Black women who are diagnosed with breast cancer have a higher probability of dying from the disease than white women, regardless of their estrogen receptor status, according to research from the National Cancer Institute (NCI). Differences in breast cancer mortality may reflect racial differences in access and response to innovative breast cancer treatments, as well as other biologic and nonbiologic factors, according to the report. In addition, the researchers found that differences in outcomes in the first few years postdiagnosis make up nearly all of the disparity. These results were published online July 7, 2009, in the Journal of the National Cancer Institute.
Recent years have seen an improvement in overall breast cancer mortality rates, but disparities remain between black and white women, with black women experiencing higher breast cancer mortality rates despite lower incidence rates. Researchers have been studying biologic, environmental, and socioeconomic factors, but the underlying cause of this disparity remains unclear.
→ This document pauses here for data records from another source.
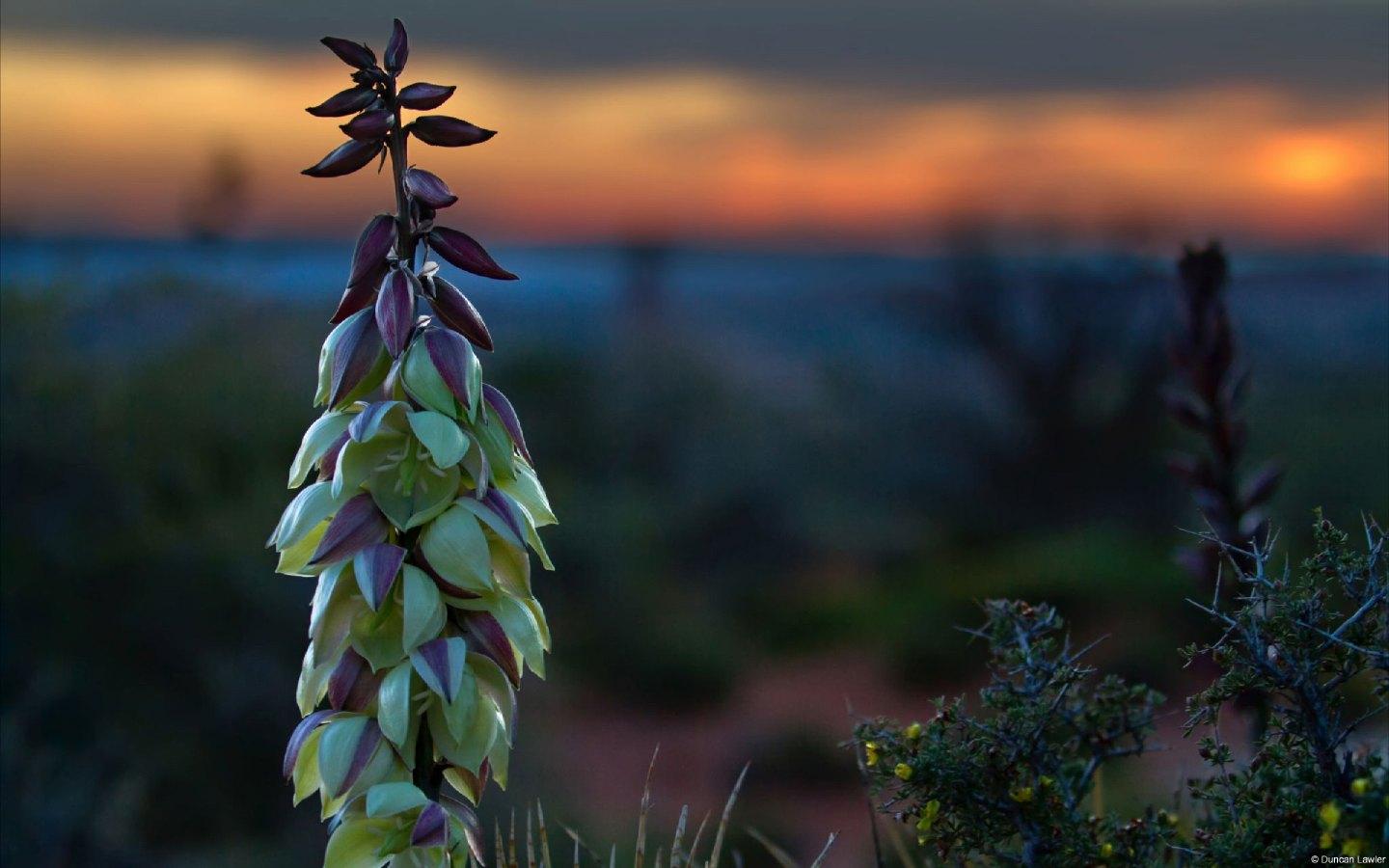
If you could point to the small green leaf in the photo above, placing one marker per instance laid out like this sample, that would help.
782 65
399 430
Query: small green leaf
317 439
394 704
496 444
456 548
396 798
295 558
527 491
441 435
312 505
423 611
356 843
359 461
378 635
422 379
521 630
306 769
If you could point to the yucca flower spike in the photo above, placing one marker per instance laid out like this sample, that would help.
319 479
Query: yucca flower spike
420 520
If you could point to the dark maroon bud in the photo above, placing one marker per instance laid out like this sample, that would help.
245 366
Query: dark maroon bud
354 356
352 687
488 637
396 310
330 463
450 354
349 52
344 103
467 817
356 526
428 188
508 419
449 132
300 735
431 827
501 504
366 747
422 96
375 568
372 246
344 158
368 421
460 250
369 125
458 314
397 49
419 558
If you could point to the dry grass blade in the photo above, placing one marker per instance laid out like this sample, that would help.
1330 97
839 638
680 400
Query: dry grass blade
899 846
776 853
545 836
728 813
824 853
640 860
699 833
679 835
530 840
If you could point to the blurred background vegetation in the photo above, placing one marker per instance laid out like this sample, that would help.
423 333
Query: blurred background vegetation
776 493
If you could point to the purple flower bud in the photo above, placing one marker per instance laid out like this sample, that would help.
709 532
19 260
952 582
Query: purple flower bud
366 748
353 685
488 637
397 49
356 526
372 246
419 558
423 96
300 735
344 103
375 568
448 132
354 356
508 419
344 158
349 52
396 309
501 504
451 357
466 816
428 188
431 827
458 314
369 125
460 250
330 463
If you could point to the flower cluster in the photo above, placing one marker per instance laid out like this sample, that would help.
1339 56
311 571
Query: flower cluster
420 518
1013 785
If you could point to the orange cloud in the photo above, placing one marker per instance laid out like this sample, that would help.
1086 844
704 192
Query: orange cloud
117 139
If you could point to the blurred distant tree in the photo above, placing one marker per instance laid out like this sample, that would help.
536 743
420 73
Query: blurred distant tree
218 204
1066 346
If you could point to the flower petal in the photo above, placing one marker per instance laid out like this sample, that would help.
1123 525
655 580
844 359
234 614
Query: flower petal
463 252
457 312
449 132
423 96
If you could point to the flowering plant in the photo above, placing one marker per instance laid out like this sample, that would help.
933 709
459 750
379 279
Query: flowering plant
420 518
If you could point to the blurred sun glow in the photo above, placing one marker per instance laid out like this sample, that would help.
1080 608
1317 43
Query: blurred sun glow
117 141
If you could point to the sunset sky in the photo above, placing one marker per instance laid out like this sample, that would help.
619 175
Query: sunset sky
858 123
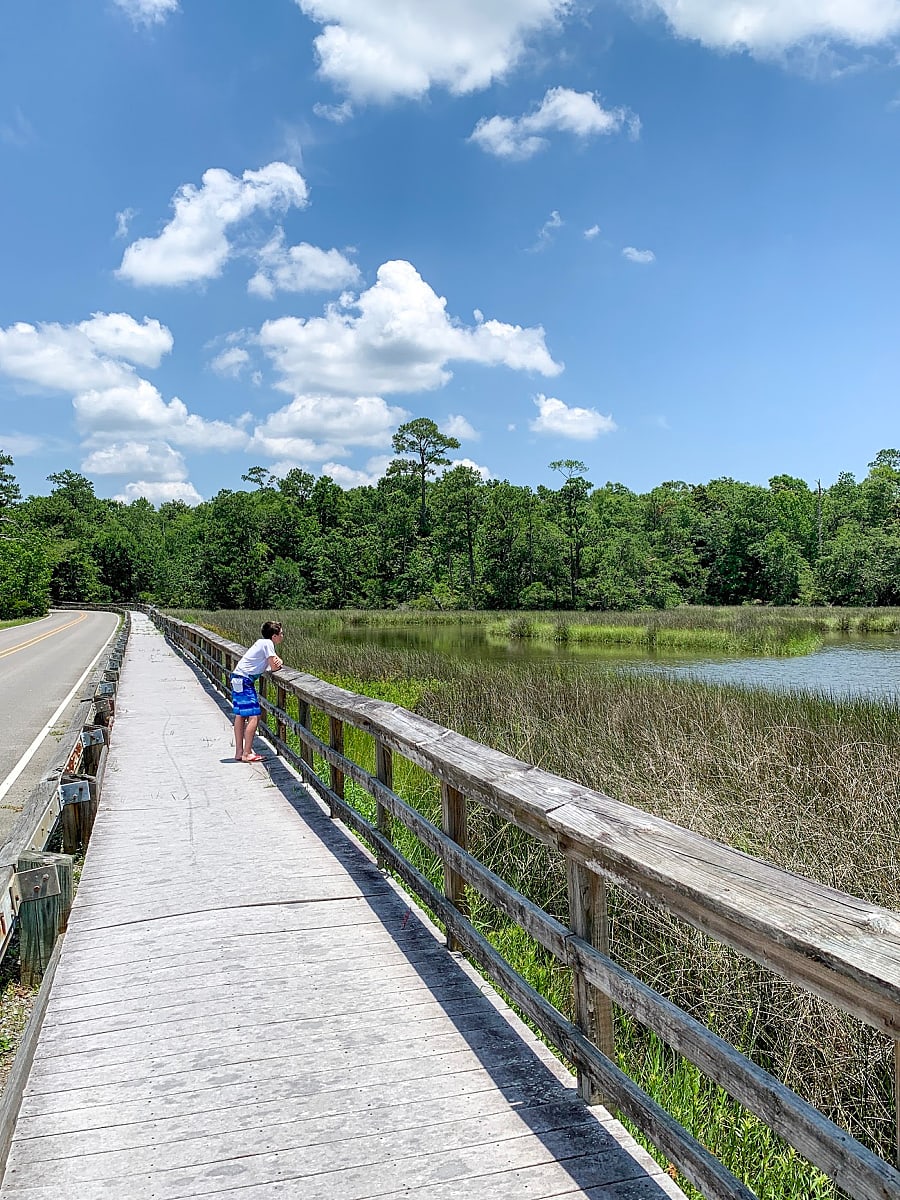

Black women are more likely than white women to develop estrogen receptor–negative (ER–) breast cancers. Previously, it has been thought that the difference in the proportion of estrogen receptor–positive (ER+) to ER– tumors was a major contributor to the gap in mortality rates.
“We were surprised to discover that estrogen-receptor status only accounted for a portion of the disparity,” said Idan Menashe, PhD, lead author and research fellow in NCI’s Division of Cancer Epidemiology and Genetics. “Looking further at the data we were able to pinpoint that disparate outcomes between black and white women, particularly in the first few years following a breast cancer diagnosis, are the driving factor behind this racial gap.”
The NCI researchers compared breast cancer rates for black and white women using data from the NCI’s Surveillance, Epidemiology and End Result (SEER) program. They found that, from 1990 to 2004, incidence rate ratios remained fairly stable while the breast cancer mortality rate ratios persistently increased.
Furthermore, the researchers observed that, regardless of ER status, black women with breast cancer were still more likely to die of the disease than white women. This disparity remained even when the researchers adjusted for age at diagnosis, stage and grade of the tumor, year of diagnosis, and socioeconomic status. When the researchers examined the hazard rate trends in black and white women, they noticed that the largest differences occurred in the first 3 years after diagnosis in both ER– and ER+ tumors.
The researchers also examined the incidence-based mortality of breast cancer among black and white women using a novel counterfactual (what if) approach to further explore this disparity. In this case, the researchers explored what the black-to-white mortality rate would have been if the proportion of ER+/– tumors were similar in both the black and white populations, as well as what the mortality rates would have been if the two groups had similar hazard rates.
This analysis confirmed that, despite the higher incidence of ER– tumors (which are associated with a less favorable prognosis) among black women, the differences in survival outcomes between the two populations were driven largely by differences in the hazard rate as opposed to differences in ER status.